The Negotiation Process:
The University may be notified that your grant has been recommended for funding, but be asked to negotiate or defend your budget and possibly other aspects of your plan before your award is finalized. A budget that has unnecessarily broad categories without sufficient budget detail will invite further scrutiny and clarification. Keep in mind that it may be necessary to prioritize or find alternatives for the items in your budget if, for instance, the full amount of requested funding is not approved. Questions may be raised about your objectives, proposed activities, your timeline, or your evaluation plan. At this stage the funding agency wants to be assured that your grant has realistic goals and objectives and a sound budget before an award letter is issued. You will need to work closely with Research Service Center staff during this process to ensure a successful result.
The Award Letter:
Read your award letter carefully. Make sure the amount is correct, the dates are correct, and that it does not contain any unanticipated obligations. (Example: the award letter states that you must attend two grantee meetings and that funds to pay for your travel will come out of your travel budget.) Does it state whether or not you will be able to carry forward funds from one year to the next? Is there any fine print? Does it contain special provisions that might affect your project? (Example: “Materials produced with...funds must include a disclaimer...and cite the funding source...and are in the public domain.”)
Make copies of the award letter and any attached forms and send it to the Office of Sponsored Programs.
When a proposal is accepted for support by a funding agency, an award document will be sent to the Research Service Center (RSC). Should a formal acceptance be required, the RSC will execute such a document.

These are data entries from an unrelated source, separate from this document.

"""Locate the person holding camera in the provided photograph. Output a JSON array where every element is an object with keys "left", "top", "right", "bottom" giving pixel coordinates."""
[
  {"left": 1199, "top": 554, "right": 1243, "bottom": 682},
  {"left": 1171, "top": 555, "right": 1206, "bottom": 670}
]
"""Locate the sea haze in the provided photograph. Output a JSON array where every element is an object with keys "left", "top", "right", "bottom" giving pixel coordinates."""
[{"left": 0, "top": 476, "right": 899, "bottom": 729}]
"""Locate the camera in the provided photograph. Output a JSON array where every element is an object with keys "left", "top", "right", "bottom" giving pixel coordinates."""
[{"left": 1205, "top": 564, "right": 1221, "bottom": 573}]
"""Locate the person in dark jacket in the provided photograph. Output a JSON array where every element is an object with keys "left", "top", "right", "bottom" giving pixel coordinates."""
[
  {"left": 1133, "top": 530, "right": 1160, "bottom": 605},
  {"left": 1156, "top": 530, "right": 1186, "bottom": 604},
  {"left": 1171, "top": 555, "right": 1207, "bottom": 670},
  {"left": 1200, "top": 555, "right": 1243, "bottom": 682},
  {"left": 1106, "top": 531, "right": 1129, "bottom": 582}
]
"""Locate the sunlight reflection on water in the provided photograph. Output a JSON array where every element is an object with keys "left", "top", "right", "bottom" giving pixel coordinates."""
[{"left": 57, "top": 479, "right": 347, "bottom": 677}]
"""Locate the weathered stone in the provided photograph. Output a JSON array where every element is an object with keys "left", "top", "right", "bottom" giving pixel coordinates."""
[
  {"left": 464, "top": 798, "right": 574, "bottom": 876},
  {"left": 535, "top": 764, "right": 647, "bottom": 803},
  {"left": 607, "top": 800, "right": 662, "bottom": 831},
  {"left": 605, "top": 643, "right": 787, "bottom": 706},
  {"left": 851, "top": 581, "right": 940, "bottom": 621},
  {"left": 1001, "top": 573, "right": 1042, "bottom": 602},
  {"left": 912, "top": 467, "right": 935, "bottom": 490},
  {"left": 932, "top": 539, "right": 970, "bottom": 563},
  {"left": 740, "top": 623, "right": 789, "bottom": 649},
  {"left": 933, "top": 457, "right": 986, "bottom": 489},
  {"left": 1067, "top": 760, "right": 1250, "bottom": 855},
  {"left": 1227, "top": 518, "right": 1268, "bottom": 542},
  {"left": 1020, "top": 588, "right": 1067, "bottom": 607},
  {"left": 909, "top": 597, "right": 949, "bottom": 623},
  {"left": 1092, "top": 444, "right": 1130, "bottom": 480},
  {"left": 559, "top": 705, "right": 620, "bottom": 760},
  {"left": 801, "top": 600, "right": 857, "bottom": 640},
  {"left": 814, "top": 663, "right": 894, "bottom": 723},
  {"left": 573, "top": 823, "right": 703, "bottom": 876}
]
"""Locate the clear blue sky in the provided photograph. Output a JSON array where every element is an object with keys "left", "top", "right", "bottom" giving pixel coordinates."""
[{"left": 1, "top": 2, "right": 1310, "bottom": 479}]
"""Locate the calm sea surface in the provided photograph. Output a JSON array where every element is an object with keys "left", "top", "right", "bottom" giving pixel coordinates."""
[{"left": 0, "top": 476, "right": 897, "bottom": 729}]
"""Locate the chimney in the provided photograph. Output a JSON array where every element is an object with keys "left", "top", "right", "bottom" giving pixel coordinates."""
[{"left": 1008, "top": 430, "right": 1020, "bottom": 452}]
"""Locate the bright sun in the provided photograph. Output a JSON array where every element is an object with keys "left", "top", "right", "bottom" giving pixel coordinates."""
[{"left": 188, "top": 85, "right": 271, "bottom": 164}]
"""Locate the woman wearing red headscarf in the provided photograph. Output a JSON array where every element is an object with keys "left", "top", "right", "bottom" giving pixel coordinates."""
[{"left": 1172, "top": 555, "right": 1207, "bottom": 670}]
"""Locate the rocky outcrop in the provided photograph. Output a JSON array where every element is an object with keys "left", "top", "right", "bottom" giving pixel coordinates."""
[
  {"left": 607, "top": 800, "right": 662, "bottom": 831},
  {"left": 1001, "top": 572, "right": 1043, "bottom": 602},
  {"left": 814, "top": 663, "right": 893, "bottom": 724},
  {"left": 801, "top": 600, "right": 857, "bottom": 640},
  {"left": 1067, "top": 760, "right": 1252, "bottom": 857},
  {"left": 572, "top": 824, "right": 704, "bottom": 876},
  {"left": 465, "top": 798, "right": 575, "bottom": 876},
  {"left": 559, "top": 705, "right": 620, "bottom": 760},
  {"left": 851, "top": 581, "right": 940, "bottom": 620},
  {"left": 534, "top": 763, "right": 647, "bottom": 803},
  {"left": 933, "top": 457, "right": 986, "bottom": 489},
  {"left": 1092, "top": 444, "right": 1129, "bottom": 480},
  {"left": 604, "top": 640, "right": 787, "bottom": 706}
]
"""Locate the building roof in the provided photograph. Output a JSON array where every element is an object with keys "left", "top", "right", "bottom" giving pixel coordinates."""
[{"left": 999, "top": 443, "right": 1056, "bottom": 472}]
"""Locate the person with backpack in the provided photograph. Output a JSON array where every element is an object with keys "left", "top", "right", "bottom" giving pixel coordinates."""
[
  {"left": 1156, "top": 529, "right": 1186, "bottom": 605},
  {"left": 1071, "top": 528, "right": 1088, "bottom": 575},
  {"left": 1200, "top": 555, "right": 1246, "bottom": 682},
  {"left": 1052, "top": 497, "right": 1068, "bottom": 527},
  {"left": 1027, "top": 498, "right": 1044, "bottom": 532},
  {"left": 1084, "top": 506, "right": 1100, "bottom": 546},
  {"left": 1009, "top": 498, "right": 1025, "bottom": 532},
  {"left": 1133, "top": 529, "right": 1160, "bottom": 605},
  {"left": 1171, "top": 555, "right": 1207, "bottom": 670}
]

The sponsor and the University assume that the project director/principal investigator, operating within both the policies of the University and sponsor, is responsible for the programmatic and financial integrity of the project. The project director is expected to maintain a close relationship with his/her dean and the RSC during the course of the project to ensure smooth project administration.
RSC staff will meet with the principal investigator/project director upon the funding of a project to review award terms and conditions. Such items as project reporting, budget limitations, and University policy will be discussed. A unique account/cost center will be established for each project and funding period.
All project charges will be recorded in the established account. This will serve as the official record in the event of an audit. Care should be taken to charge the project account for all expenditures so that an E & G departmental account is not unfairly burdened with inappropriate charges.
It is expected that the project director will review the account summary, note any discrepancies on the Monthly Financial Review Form, and return it to RSC in a timely fashion. Any issues of concern should be discussed with RSC.
You must document all expenditures (with bills, invoices, receipts, etc.) and have a clear audit trail. If you have to show a match or in-kind contribution as a condition of your grant, you must also have documentation to back it up.
All expenditures should be in line with your approved budget categories.
Federal funds must be separated from other sources of funding, so that expenditures and costs can be clearly tracked. Financial Status Reports must be based on actual expenditures at the end of the reporting period and cannot be based on estimates or other methods of projection.
You must keep time and effort records for anyone paid out of grant funds; if an employee's salary is partially paid from the grant, and the employee divides his or her time between the grant and other duties, then records need to clearly show that distribution of time.
Program and Budget Modifications
Sponsoring agencies have varying restrictions upon deviations from approved tasks and budgets. However, reasonable requests for change may be considered as the sponsor is just as concerned with a successful outcome of the project as you are. Project staff should be aware of sponsor restrictions as stated in the project award and OSP should be consulted prior to implementing any changes. In some cases, approval must be specifically authorized by the sponsor before a change may be made. Any requests for a change to the sponsor should be routed through RSC. The dean should also be consulted and kept abreast of any such changes.
The project director/principal investigator is primarily responsible for complying with all reporting requirements. Failure to do so can jeopardize future awards to the University. Financial reports will be prepared with the assistance of the RSC.
Closing A Project
At the end of its project period, the project director must meet with RSC budget staff to discuss sponsor requirements before closing the project to ensure that project activity and charges are brought to conclusion within a reasonable period. Upon the clearance of all project charges and the filing of all required reports and final reimbursement by the sponsor, the account will be closed.
A ninety-day grace period is generally allowed to process any late invoices or otherwise outstanding payments. There is an expectation that all final reports will be filed during this time. Should activities and charges extend beyond this period, you jeopardize the University's ability to recover any costs incurred. If you envision that activities will not be completed by the end of the project period (not the ninety-day grace period), you should request a time extension from the sponsor prior to the end of the project. These are routinely approved and may solve any potential problems.